Canine distemper virus (CDV) is a highly contagious viral pathogen mainly transmitted by aerosols through respiratory secretions, and responsible for a lethal systemic disease in dogs and other carnivores [15]. Domestic dogs have largely been responsible for introducing CDV to previously unexposed wildlife [16,17]. In Iberian Peninsula, the virus has already affected wild carnivores, being responsible for death or disease of common genet (Genetta genetta) [18], red fox (Vulpes vulpes) [8] and Iberian lynx (Lynx pardinus) [19]. Direct mortality due to canine distemper in wolves was documented in Portugal [20], and several cases have been reported in other parts of Europe (e.g. [21].

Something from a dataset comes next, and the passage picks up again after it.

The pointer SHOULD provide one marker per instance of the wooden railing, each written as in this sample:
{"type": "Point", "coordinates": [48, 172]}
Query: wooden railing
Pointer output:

In contrast, knowledge on coronaviruses (CCoV) in free-ranging carnivores is very limited. Serological surveys have been providing evidence that some of these species may serve as hosts for this viral pathogen [11]. Nevertheless, CCoV seems to be enzootic worldwide in dogs [22,23], which likely transmit the virus to wild carnivores [11]. In Europe, wolf population have been found positive for this virus in France and Italy, although with prevalence <9 % [11]. Despite the sampling of several Iberian populations of wild carnivores, only a single coronavirus-positive has been reported from a mongoose (Herpestes ichneumon) [[24], [25], [26]].

Several carnivore species have suffered dramatic declines in Europe during the last two centuries, with human activities leading to fragmented populations and consequently genetic isolation [27,28]. Although infectious diseases are not usually the main factor affecting the survival of these species, virulent pathogens can act as a mortality source and cause epidemics. In fact, small fragmented populations, such as those of Iberian wolves, are thought to become more vulnerable to disease outbreaks [2,29]. Multi-host pathogens, such as CPV, CDV or CCoV, can be maintained in the system through domestic dogs or other reservoir hosts, potentially impairing the viability of smaller more vulnerable wolf populations [30].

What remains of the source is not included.